Overcoming cycles of conflict and atrocity, or building rights-respecting state institutions, takes time and may suffer political setbacks. TJ processes require long-term commitments: documentation of mass crimes needs to be gathered or reconstructed; trials for massive human rights violations take years to complete complex investigations; support for victims, especially those with lingering health and psychological effects, spans decades; reparations are sometimes multigenerational; victims take a long time to come forward; and judicial and social services often have to be (re)built.
"No one is interested in this anymore. Not the donors, not the international community, and definitely not the government here.
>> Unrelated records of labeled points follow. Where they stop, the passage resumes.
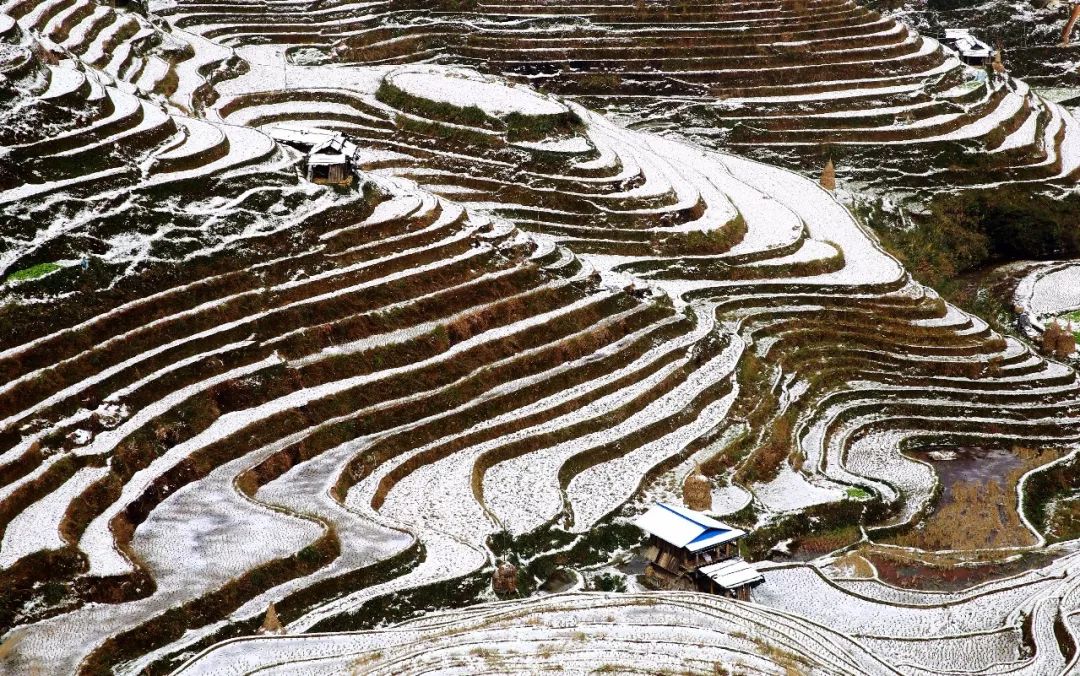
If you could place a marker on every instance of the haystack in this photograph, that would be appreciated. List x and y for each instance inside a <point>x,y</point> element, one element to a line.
<point>1058,341</point>
<point>698,491</point>
<point>504,580</point>
<point>828,176</point>
<point>270,623</point>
It's been twenty years since the war, they think, 'How long can trauma last for?' They don't realize that the legacy of violence lasts a long time, and it leaves its impact everywhere in people's lives."
In spite of these long-term needs, donor agendas, sometimes set in capitals, may shift and leave civil society actors without support at crucial moments, or the wrong type of support/funds at the wrong times. One-year funding cycles in particular are enemies of the sustainability and predictability that is needed to support long-term change. TJ road maps developed during national consultation processes should give at least a preliminary sense for how donors can offer relevant multiyear support. Moreover, TJ should be included in long-term development strategies.
Because TJ processes are multigenerational and progress can slow or face reversals, “donor fatigue” frequently sets in. There are cases when donors have withdrawn all TJ funding—to both state and civil society actors—when the state shows a lack of commitment. This, however, is precisely the moment when civil society action is often most critical to keep pressure on the state to fulfill its responsibilities.